Kenner wissen, daß Karl Mickel schon seit drei Jahrzehnten zu den bedeutendsten Dichtern der Zeit gehört. Es muß Gründe haben, daß er - anders als manche gleichaltrigen Generationsfährten aus der DDR - nicht die große Öffentlichkeit fand. Das gilt erst recht für die sogenannten alten Bundesländer, wo der Name Mickel selbst denen nichts sagt, die sich für die zeitgenössische Literatur offen zeigen.

Manfred Jäger |
    Auf den ersten Blick verweist solche Unkenntnis auf simple verlagstechnische Ursachen. Die prominenten Autoren aus der DDR hatten ihren West-Verlag. Ungefähr zeitgleich - oder wegen der Engpässe im den volkseigenen Druckereien sogar vorfristig - erschienen deren Bücher in renommierten Häusern wie Luchterhand, Fischer, Hanser, Wagenbach oder Suhrkamp.

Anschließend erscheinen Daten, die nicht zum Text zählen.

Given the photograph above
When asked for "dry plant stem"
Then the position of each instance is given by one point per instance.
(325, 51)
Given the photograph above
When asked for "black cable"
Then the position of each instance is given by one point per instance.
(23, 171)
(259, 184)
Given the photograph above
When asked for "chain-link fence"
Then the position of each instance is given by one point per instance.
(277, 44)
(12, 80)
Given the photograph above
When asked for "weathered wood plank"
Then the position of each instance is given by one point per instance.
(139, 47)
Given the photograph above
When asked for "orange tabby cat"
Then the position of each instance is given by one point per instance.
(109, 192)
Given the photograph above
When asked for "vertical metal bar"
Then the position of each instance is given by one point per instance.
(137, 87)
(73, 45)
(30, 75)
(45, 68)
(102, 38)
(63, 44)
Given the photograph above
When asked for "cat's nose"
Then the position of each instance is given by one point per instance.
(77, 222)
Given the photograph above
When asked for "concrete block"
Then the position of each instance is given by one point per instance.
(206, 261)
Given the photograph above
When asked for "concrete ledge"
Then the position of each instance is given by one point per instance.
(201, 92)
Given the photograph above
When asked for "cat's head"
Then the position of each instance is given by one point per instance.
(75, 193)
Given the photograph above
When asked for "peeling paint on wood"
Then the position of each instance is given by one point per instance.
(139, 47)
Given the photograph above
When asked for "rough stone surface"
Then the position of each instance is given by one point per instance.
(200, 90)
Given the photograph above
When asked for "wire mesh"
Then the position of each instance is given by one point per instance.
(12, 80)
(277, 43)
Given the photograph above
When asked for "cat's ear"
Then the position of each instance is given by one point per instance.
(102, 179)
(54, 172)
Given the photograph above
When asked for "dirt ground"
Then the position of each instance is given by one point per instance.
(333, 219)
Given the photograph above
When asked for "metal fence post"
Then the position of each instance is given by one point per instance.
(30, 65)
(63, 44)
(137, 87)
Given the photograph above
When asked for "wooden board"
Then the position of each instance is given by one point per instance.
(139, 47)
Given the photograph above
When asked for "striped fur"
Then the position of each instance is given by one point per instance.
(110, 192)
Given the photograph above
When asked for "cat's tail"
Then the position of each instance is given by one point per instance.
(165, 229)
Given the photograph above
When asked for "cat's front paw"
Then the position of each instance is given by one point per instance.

    Geschicktes Marketing, das auch die kulturpolitischen Querelen zwischen "Geist und Macht" im Staate Ulbrichts und Honeckers nutzte, öffnete- per "Lizenzausgabe" - den großen deutschsprachigen Markt im "NSW", dem "nicht-sozialistischen Wirtschaftsgebiet". Von Karl Mickel aber kam nur ein einziges Mal eine Gedichtauswahl im Westen heraus, 1967 bei Rowohlt, und auch noch unter dem lateinischen Titel "Vita nova mea". Mickel wurde weder in dem Reinbeker Unternehmen noch in einem konkurrierenden West-Verlag zum Hausautor, zumal es dem zurückhaltenden Mann, der wußte, was er wert war, nicht lag, in eigener Sache zu trommeln.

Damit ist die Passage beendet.